To guide us through this 10-week series, we recruited Equinox Highland Park‘s Seamus Dooley, who manages the gym’s elite Tier 4 personal training programs.
Week Three’s moves continue to focus on mobility, stability, lower body movement, and upper body movement.
World’s Greatest Stretch
This stretch hyper-focuses on the hips, which is essential for all workouts from yoga to running. Dooley says this is an ideal hip and upper body mobility pattern. It is a progression from Week 2 as we have added the upper body rotation. Dooley says it’s important to be able to rotate through the hips and thoracic spine.
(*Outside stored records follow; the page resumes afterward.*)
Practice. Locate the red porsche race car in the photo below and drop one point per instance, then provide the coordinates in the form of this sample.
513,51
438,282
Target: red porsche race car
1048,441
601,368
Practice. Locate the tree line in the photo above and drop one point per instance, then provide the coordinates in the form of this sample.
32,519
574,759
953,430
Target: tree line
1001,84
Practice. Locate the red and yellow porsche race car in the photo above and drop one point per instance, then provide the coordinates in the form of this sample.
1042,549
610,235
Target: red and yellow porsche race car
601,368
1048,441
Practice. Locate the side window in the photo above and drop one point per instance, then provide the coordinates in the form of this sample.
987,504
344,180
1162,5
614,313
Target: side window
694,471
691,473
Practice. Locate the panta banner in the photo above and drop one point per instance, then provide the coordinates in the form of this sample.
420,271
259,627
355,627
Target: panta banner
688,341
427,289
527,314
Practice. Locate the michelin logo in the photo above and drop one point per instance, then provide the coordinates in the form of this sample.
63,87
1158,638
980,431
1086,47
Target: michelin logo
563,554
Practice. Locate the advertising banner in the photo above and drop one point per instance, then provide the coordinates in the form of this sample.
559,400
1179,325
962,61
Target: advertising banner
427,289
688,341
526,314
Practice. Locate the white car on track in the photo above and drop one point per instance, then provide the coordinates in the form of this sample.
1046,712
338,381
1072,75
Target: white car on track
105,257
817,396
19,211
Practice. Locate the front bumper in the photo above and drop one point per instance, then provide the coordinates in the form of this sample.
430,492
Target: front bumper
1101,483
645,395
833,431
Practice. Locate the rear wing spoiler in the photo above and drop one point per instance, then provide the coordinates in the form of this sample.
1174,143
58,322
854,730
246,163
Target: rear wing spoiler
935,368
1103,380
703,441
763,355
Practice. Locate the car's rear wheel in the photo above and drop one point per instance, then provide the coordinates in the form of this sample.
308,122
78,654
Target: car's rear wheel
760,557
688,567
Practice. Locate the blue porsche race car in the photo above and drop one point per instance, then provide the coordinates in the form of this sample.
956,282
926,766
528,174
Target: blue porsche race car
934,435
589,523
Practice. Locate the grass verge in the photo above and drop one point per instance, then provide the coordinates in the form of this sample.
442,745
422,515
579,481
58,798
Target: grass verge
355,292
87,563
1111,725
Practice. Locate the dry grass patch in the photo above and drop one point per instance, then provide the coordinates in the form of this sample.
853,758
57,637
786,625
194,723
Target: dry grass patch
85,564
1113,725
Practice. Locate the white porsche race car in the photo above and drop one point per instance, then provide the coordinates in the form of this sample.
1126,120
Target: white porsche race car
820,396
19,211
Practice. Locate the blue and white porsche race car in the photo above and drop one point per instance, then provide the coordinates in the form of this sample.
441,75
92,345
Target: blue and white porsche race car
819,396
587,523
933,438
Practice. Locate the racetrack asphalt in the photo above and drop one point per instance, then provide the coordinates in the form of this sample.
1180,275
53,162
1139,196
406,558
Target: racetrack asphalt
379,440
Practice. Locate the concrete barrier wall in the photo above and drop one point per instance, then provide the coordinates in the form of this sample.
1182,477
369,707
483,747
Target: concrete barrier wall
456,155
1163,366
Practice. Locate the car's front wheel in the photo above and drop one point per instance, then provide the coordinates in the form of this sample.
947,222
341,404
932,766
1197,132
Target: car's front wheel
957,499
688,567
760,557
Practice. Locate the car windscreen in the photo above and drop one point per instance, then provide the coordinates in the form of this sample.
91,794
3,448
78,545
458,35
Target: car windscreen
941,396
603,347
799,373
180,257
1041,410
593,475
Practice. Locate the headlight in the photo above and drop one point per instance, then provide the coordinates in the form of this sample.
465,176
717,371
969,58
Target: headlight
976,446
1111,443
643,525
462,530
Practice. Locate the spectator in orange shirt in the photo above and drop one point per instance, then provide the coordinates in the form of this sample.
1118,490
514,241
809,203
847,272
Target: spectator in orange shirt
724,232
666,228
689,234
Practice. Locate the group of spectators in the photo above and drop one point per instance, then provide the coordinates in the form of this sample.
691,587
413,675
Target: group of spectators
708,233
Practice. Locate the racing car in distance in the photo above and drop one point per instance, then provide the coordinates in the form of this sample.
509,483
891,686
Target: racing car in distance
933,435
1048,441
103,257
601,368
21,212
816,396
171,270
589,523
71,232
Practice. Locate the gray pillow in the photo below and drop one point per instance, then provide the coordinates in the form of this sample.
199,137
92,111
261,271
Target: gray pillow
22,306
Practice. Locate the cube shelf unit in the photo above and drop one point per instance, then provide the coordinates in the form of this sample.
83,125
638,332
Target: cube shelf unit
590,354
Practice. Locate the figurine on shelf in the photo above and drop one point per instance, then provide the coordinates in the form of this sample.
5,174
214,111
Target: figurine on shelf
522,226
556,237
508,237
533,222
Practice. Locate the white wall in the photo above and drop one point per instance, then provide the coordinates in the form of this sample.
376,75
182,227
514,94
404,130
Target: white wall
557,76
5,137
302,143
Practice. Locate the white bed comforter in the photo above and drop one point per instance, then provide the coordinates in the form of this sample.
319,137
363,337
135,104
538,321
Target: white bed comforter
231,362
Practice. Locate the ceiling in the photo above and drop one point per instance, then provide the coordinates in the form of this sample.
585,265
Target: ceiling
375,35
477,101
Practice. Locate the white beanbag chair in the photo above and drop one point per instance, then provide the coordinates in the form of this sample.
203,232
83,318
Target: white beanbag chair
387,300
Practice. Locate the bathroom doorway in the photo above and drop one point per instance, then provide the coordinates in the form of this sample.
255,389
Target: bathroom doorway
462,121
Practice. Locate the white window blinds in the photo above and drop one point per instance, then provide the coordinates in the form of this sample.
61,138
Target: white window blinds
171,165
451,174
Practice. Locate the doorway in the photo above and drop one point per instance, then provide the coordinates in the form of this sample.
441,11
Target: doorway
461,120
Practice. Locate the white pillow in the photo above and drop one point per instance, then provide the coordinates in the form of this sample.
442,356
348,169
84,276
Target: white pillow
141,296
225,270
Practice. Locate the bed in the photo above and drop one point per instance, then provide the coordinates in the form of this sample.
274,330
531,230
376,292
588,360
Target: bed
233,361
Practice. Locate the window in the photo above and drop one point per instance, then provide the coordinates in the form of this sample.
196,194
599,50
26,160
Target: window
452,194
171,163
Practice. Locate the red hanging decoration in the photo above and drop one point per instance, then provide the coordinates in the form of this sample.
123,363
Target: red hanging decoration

If you’ve ever attended a workout class, you’ve probably been asked to execute a side plank. This side plank is a more advanced version of the traditional plank used in last week’s workout. On each side, your shoulder will stabilize the entire upper body. Regardless of how long you decide to hold the side plank, be sure to balance out on either side so you’re even. Work toward a 30-second hold for Week Three.
Alternating Transverse Lunge
The third plane of motion is the transverse plane (also known as the rotational plane of motion). With this exercise, Dooley has us rotating to one side of our body. One hip will rotate while the other side of the hip will remain stable. Place the weight of your body to the rotation side and push off from that side as well. Dooley cautions that this movement requires quite a bit of focus from your central nervous system. (It’ll take some time to master.) Again, remember to line up your hips and shoulders, push your hips back and drive through your heels. Do this movement on both sides of your body.
Uneven Hands Pushup
Dooley challenges us with a tough progression from Week Two’s pushup. By placing the hands in a non-uniform position, we are requiring the upper body to stabilize more. Have fun with this move by consistently changing the position of your hands with every press. To complete the rep, you may discover you require more strength from one side of the body than the other. Challenge your weak side to work just as hard.
Just as in Weeks One and Two, Dooley says you can make the workout more difficult by increasing the amount of time you go through the circuit. Always aim to increase your reps and resist remaining stagnant, and be sure to hold each movement longer. For example, if you held your plank for 45 seconds last week, aim to hold the side planks for one minute on each side for Week Three. Even if it’s just a few seconds, always progress each week. And, of course, with each week’s progression, more reps are always welcome if you feel that the progression isn’t challenging enough.